Violenze in crescita anche nel 2020 e anche contro i civili. I movimenti sociali e indigeni denunciano il mancato rispetto degli accordi di pace da parte del governo di Iván Duque

Il 2020 ha confermato la tendenza all’aumento della violenza in Colombia già registrata negli ultimi anni. Secondo l’Istituto di Studi per lo Sviluppo e la Pace di Bogotà, 310 attivisti per i diritti umani e dirigenti indigeni sono stati assassinati durante l’ultimo anno. Altro fenomeno in aumento, i massacri contro civili: 375 persone sono state uccise in 91 attacchi perpetrati nel 2020. L’aumento degli ultimi anni è dovuto all’azione di gruppi narcos, paramilitari e guerriglie residuali per il controllo dei territori abbandonati dalle Farc e altri gruppi armati dopo la pace siglata con l’ex presidente Juan Manuel Santos.

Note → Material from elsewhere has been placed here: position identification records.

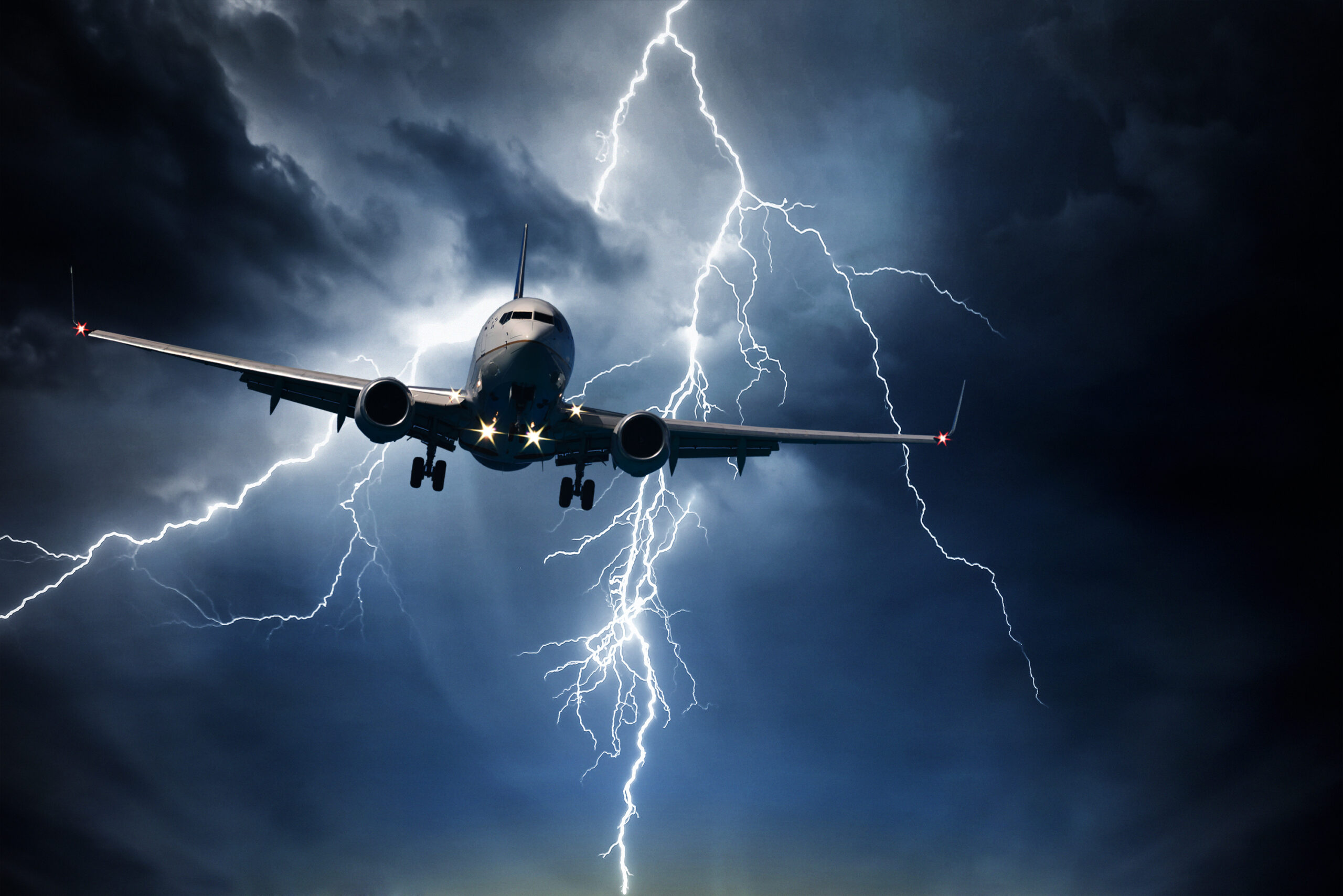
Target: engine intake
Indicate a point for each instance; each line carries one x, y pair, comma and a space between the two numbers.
641, 444
385, 410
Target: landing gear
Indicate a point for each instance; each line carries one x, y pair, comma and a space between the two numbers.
422, 466
586, 489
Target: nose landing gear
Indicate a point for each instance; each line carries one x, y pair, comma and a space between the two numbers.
586, 489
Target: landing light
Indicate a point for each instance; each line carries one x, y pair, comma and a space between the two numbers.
534, 439
487, 432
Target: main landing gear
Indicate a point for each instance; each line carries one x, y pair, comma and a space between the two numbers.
586, 489
422, 466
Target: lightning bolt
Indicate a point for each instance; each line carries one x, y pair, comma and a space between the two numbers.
365, 473
620, 656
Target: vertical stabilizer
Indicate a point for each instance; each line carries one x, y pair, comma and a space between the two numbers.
521, 266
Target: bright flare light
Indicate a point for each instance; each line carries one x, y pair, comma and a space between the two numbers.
487, 432
534, 437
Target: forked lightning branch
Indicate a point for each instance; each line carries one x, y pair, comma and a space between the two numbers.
511, 413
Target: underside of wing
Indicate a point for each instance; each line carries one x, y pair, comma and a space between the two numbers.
588, 437
437, 415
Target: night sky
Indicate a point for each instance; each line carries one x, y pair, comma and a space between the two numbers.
1143, 199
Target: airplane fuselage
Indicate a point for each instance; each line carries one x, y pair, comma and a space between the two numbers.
521, 363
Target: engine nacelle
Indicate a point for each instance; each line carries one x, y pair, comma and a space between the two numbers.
385, 410
641, 444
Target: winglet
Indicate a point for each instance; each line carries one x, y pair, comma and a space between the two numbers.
957, 420
521, 266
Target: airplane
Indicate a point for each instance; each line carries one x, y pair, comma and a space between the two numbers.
512, 410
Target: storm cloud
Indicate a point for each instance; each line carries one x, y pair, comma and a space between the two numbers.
1145, 200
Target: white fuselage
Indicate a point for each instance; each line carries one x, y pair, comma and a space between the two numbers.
521, 363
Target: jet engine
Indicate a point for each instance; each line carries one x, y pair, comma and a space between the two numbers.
385, 410
641, 444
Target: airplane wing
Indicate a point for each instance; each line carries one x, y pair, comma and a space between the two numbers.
588, 439
440, 414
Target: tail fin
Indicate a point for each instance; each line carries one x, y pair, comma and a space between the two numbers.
521, 266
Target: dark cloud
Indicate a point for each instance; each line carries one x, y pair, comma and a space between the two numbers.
1143, 199
126, 156
495, 193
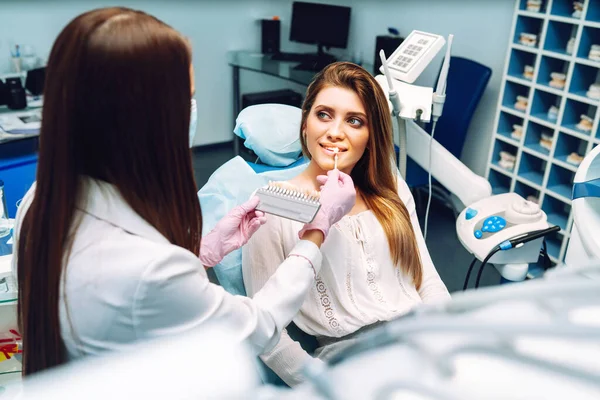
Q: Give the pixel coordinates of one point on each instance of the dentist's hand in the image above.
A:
(231, 232)
(338, 196)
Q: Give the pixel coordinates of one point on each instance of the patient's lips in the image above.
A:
(336, 150)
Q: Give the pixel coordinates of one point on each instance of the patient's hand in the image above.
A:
(338, 196)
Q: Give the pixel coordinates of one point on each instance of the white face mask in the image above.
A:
(193, 121)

Quello dei firmatari di quegli accordi è un altro aspetto tragico dell’attualità colombiana. Dal novembre 2016 a oggi sono 252 gli ex membri delle Farc assassinati dopo aver abbandonato le armi. L’ultimo di essi, Diego Maria Yule Rivera, è stato ucciso nella città di Cali lo scorso 7 gennaio.

foto Ap

La protezione per il ritorno dei guerriglieri alla vita civile è contemplata in uno dei sei capitoli che compongono gli accordi siglati all’Avana. Secondo il Kroc Institute dell’Università Notre Dame, incaricato ufficialmente di monitorare l’applicazione del patto, è quello col minor grado di applicazione. Lo scorso ottobre il presidente Iván Duque ha ricevuto i delegati della Carovana per la Vita e la Pace partita dai 24 Territori di formazione per la Reintegrazione dislocati in tutto il paese per chiedere maggiori garanzie di sicurezza per gli ex guerriglieri.

Oltre a quello della sicurezza, i movimenti sociali e indigeni denunciano il mancato rispetto dei capitoli riguardanti la sostituzione delle coltivazioni di coca e la riforma agraria. Il 2020 è stato infatti un anno di grandi manifestazioni a Bogotà per chiedere l’implementazione degli impegni presi dal governo e la fine della repressione contro i movimenti.